With less than one third of Armenians living in Armenia as a result of the 1915 genocide by the Ottomans, out of the 11 million population worldwide, 8 million Armenians are dispersed across the globe, and 150,000 living in Artsakh.
That is until now. Although the majority of the fighting in Artsakh has been stopped following the Armenian Prime Minister’s call for surrender, violence is still brooding in the region, as thousands of native Armenians and their families are forcibly displaced out of their homes. By the end of the year, all 150,000 Armenians will have to leave the place they’ve called home for generations.
Documenting this in her first heartbreaking short film “The Forgotten Nation of 2020”, Armenian-German artist Iveta Mukuchyan shares the stories of the unheard.
1. Tell us about the first years of your life; moving from Armenia to Germany. What was it like to adapt to a completely new home, language, and culture?
My parents always ensured that we had a good childhood, so we didn’t really face all the difficulties that they went through. But with the years growing up we started to understand how difficult it was for them to adapt to a new world. My mother taught herself German within 6 months so she could help us with the homework, and my father, who was a successful engineer back in Armenia, had to do everything he could to bring food to the table in a world that was so different from his known one. For the most of our earlier years in Germany however, my sister and I felt like the black sheep.
2. How do you think that journey between two worlds have shaped the person you have become?
Balancing both identities was a messy process for quite some time; I was a native Armenian who grew up in Germany, who then came back to Armenia to study and shortly after, became a public figure. I didn’t understand which was the true me buried under all the compliments and critics. Now with the years I enjoy the woman who I became with all the experiences of my life. You look back and connect the dots and it all makes sense.

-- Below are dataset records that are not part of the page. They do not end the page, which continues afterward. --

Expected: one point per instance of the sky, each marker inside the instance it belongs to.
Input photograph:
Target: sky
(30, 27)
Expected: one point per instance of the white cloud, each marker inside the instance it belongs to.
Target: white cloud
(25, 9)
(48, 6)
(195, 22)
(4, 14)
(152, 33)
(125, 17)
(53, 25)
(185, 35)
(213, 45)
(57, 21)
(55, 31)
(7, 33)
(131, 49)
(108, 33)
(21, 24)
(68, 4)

The German in me knows how to bring order into my life, while the warm-blooded Armenian knows how to love and truly feel.
3. How was your experience at Eurovision, representing Armenia?

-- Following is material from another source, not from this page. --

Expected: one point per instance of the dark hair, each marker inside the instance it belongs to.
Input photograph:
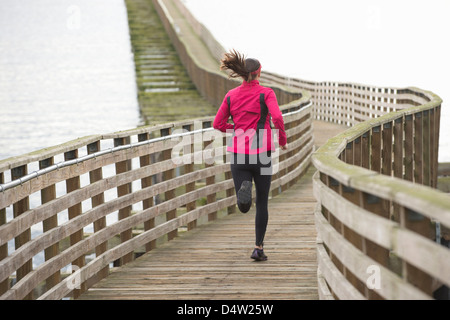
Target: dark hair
(239, 66)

It was a great experience doing what I loved on stage while 200 million people were watching live. Almost a year of preparation for the 3 most joyful minutes of my career!
4. How do you think you were able to best use your platform to spread the message about Artsakh?

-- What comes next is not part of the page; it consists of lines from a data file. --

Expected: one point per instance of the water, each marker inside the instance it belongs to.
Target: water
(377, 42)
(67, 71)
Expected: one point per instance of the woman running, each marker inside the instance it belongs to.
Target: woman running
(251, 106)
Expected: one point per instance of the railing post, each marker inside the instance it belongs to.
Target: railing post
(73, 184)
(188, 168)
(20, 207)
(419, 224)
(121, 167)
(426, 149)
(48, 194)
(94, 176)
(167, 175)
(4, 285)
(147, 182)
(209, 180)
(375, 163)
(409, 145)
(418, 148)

International news networks weren’t covering the truth of what was happening in Karabagh, therefore I decided to take the matter into my own hands and make my first documentary. With only 10 hours left to hand over the battled land to Azerbaijan, we were on a very short schedule, but we made it happen and gave a voice to the many unheard families. The exposure was incredible, with over half million views. I believe that the way of expression doesn’t really matter, as long as you have a voice people will listen to. How would you act if your mother is sick? You would take care with all your heart and possibilities. That is how I compare my relationship with Artsakh and Armenians. I will always use my platform to make sure the world knows about my Motherland.
5. What is the one thing you think Armenians worldwide need to hear about what is happening behind the scenes?
Unity is the only solution.
6. What was the most heartwarming, and heartbreaking moments in your time in Artsakh during the war?
The most heartbreaking thing was to see a man digging out the grave of his dead son and burning his house down, after it was announced that we had to hand over the lands to Azerbaijan. I asked him where he will go, and his only response was ‘God knows’. I never saw so much disappointment and hope at the same time. Looking into the eyes of this man, I started praying every night and speaking to God in a new language that I didn’t know existed.
7. Where do we go from here? How do you think we can instill hope in the many displaced families in Artsakh, and the many discouraged Armenians abroad?
We need to bring back the meaning of the word “victory” into our people and especially the younger generations. I have some amazing educational and cultural programs coming up next year in form of masterclasses and music programs and will continue to use my voice to educate the world about the situation, and to give strength to the young Armenians who are shaping our future.
8. For the many young girls that look up to you, what is one lesson you think they can learn from your personal story and journey adapting to a new home?
Stay true to your roots but find the balance adapting to a new world, which is changing constantly while you are a part of it. You too are changing the world with every step you take. Being a global citizen allows me to tap into different realities that unites us as one. Explore the world and enrich my own.